# Linear First Order D.E

1. May 11, 2005

### splitendz

Solve y’ – y*tan[x] = 2sin[x].

I keep arriving at the answer: y = 2ln(sec[x]) / sec[x] - c/sec[x]
for this question.

According to my textbook the correct answer is: y = (c - cos[x]) * sec[x]. Can anyone explain how to obtain this answer?

Thanks :)

2. May 11, 2005

### dextercioby

Show us your work.Because of that natural logarithm,the two answers are not equivalent (equal for some value of the integration constant),therefore at least one of them is wrong.

Daniel.

3. May 11, 2005

### HallsofIvy

Staff Emeritus
The text answer is correct. I suspect you overlooked the fact that integrating will give you a ln(y) as well as "ln(sec(x))".
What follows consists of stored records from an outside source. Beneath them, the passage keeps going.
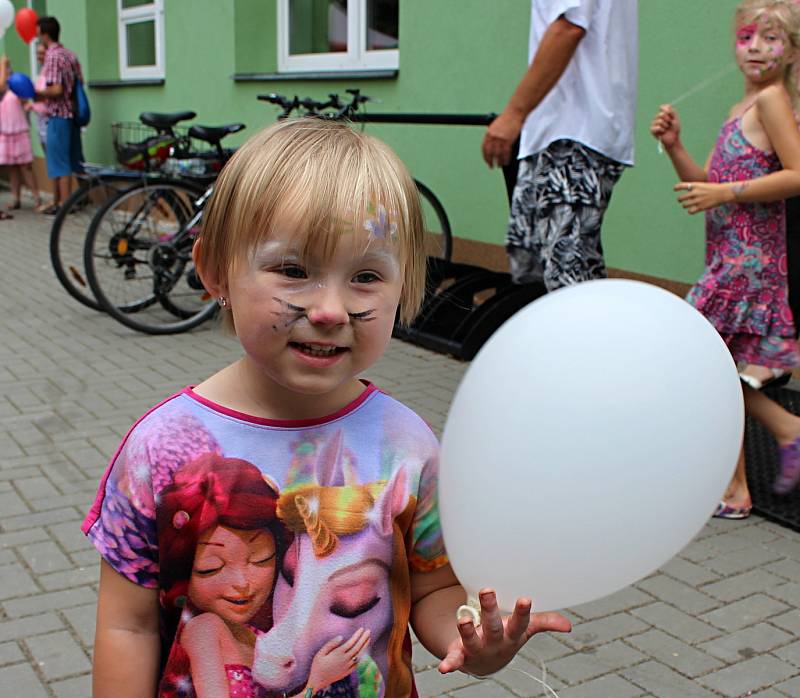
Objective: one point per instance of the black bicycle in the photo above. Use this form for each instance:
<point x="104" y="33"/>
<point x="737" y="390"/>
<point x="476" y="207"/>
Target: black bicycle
<point x="438" y="234"/>
<point x="137" y="251"/>
<point x="142" y="151"/>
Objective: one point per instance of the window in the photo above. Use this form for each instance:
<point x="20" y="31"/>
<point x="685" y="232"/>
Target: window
<point x="324" y="35"/>
<point x="141" y="39"/>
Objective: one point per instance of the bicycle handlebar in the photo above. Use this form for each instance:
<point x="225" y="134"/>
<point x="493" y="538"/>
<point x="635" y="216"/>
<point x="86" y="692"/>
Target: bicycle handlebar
<point x="350" y="111"/>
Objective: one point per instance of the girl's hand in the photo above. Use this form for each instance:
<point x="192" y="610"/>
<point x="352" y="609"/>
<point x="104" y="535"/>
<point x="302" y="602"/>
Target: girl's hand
<point x="666" y="126"/>
<point x="337" y="659"/>
<point x="701" y="196"/>
<point x="495" y="642"/>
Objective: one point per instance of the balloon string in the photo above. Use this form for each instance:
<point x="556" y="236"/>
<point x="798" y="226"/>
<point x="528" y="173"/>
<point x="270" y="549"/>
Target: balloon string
<point x="697" y="88"/>
<point x="542" y="681"/>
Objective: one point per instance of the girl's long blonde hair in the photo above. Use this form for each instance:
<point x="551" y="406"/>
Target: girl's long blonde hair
<point x="786" y="14"/>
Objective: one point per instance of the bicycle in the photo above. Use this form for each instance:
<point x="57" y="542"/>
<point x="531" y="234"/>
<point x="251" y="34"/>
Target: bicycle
<point x="137" y="252"/>
<point x="438" y="233"/>
<point x="141" y="160"/>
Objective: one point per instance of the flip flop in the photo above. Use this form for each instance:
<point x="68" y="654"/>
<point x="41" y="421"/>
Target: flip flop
<point x="779" y="377"/>
<point x="726" y="511"/>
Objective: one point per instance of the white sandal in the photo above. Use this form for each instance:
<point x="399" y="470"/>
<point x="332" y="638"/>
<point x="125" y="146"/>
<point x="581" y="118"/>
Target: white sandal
<point x="757" y="384"/>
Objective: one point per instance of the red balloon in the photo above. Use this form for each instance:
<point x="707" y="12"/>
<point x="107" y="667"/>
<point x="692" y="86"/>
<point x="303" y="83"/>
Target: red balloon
<point x="26" y="24"/>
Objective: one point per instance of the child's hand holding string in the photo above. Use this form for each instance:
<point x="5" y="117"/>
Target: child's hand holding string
<point x="489" y="647"/>
<point x="666" y="126"/>
<point x="701" y="196"/>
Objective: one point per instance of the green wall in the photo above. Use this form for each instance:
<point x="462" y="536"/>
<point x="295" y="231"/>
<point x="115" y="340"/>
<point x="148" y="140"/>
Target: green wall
<point x="457" y="56"/>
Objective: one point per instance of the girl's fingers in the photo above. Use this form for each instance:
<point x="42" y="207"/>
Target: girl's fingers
<point x="518" y="622"/>
<point x="354" y="638"/>
<point x="453" y="661"/>
<point x="491" y="621"/>
<point x="469" y="637"/>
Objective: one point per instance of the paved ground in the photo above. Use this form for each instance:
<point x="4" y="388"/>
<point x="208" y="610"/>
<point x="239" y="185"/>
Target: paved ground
<point x="721" y="619"/>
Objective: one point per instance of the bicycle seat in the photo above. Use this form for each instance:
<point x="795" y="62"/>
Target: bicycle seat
<point x="214" y="134"/>
<point x="160" y="121"/>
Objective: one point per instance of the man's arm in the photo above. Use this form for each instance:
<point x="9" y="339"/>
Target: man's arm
<point x="555" y="51"/>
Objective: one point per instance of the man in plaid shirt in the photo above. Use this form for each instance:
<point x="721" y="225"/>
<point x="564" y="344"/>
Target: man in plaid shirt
<point x="61" y="70"/>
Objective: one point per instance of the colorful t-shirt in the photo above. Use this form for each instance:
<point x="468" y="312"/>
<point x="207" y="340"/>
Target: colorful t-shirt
<point x="268" y="540"/>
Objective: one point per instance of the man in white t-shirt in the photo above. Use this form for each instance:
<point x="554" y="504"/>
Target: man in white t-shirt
<point x="573" y="112"/>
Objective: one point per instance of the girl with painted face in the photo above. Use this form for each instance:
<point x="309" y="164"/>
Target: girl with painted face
<point x="313" y="244"/>
<point x="754" y="166"/>
<point x="223" y="546"/>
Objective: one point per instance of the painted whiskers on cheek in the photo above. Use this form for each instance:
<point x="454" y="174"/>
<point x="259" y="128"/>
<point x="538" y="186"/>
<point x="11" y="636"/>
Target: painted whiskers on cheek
<point x="289" y="313"/>
<point x="365" y="316"/>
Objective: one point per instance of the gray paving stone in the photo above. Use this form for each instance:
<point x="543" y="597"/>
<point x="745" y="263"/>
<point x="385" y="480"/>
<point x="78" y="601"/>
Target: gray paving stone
<point x="606" y="659"/>
<point x="678" y="594"/>
<point x="628" y="598"/>
<point x="689" y="572"/>
<point x="82" y="621"/>
<point x="52" y="601"/>
<point x="521" y="678"/>
<point x="14" y="581"/>
<point x="741" y="585"/>
<point x="741" y="614"/>
<point x="742" y="560"/>
<point x="749" y="675"/>
<point x="10" y="653"/>
<point x="44" y="557"/>
<point x="660" y="681"/>
<point x="747" y="643"/>
<point x="676" y="623"/>
<point x="683" y="658"/>
<point x="604" y="687"/>
<point x="57" y="655"/>
<point x="597" y="632"/>
<point x="23" y="680"/>
<point x="787" y="568"/>
<point x="790" y="688"/>
<point x="789" y="653"/>
<point x="31" y="625"/>
<point x="432" y="683"/>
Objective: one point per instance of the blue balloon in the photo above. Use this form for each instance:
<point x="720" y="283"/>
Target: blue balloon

Since this is a linear equation, you can do the homogeneous and non-homogeneous parts separately. The associated homogeneous equation is just y'- y tan x= 0 or
y'= y tan x so dy/y= tan x dx= (sin x dx)/cos x.
To find a solution to the non-homogeneous part you could use "variation of parameters": try a solutution of the form y(x)= u(x) sec(x) (I'm giving away part of the answer there!), differentiate and plug into the equation to find a simple equation for u(x).
Or just guess a simple solution!

4. May 11, 2005

### splitendz

Ah right. Thanks a lot for your help HallsofIvy! I've got it now.